B ) I will often write a riff and like it, and then go off it completely within a couple of days. This happen to anyone else?

C) When I try to write, and aren't seeing my band for a while, it's hard to know if something I wrote sounds good or not. Is it safe to trust my own ear or not in these situations?

3 very different questions, but I thought it'd be easier to put them all in the same post. Thanks in advance for any answers.
#2
Quote by 12wilsonh1
Hi.

I have a couple of questions regarding guitar riff writing.

A) what are the best techniques for taking a riff I wrote and making another riff that sounds similar to it? For example in many songs the verse will sound similar to the intro, but both are different and interesting. But when I try, the second riff ends up either sounding completely different or sounding almost exactly the same - making it boring.

Try having them in the same or relative keys, unless you have a good modulation (key change) idea. If you don't know what I'm talking about, then I'd recommend learning basic theory stuff like what a "key" means in music.
#3
No although I probably came across as stupid in the post, I do have an understanding of music theory, modes, scales ,keys etc. Just when it comes to writing, even when they're in the same key I struggle to get the desired sound from the second riff.
#4
Quote by 12wilsonh1
Hi.

I have a couple of questions regarding guitar riff writing.

A) what are the best techniques for taking a riff I wrote and making another riff that sounds similar to it? For example in many songs the verse will sound similar to the intro, but both are different and interesting. But when I try, the second riff ends up either sounding completely different or sounding almost exactly the same - making it boring.

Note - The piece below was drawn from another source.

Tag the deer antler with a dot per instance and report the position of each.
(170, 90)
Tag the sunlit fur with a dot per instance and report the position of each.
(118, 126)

I have no hard and fast technique for this. I usually keep playing riffs over and over and try to take it somewhere else. Or I just show it to a friend and see what they can do with it or insert it in a jam session and see where it goes.

If I'm stuck sometimes I put the guitar down, go for a walk and come back to do something with it. I have some riffs that have taken years to be used for an actual song structure. It happens...

Quote by 12wilsonh1


B ) I will often write a riff and like it, and then go off it completely within a couple of days. This happen to anyone else?

Yep, but sometimes I'll come back to those shitty riffs and try to play them differently.

Quote by 12wilsonh1

C) When I try to write, and aren't seeing my band for a while, it's hard to know if something I wrote sounds good or not. Is it safe to trust my own ear or not in these situations?

Well, you just need to back yourself man. I mean, whats the worst that can happen, your mates don't like it
No big deal, but don't take it personally.
#5
Question 1: This is something that I've struggled with myself for quite a while. I've come up with a few ways to try to get around it. Sometimes they work and sometimes not.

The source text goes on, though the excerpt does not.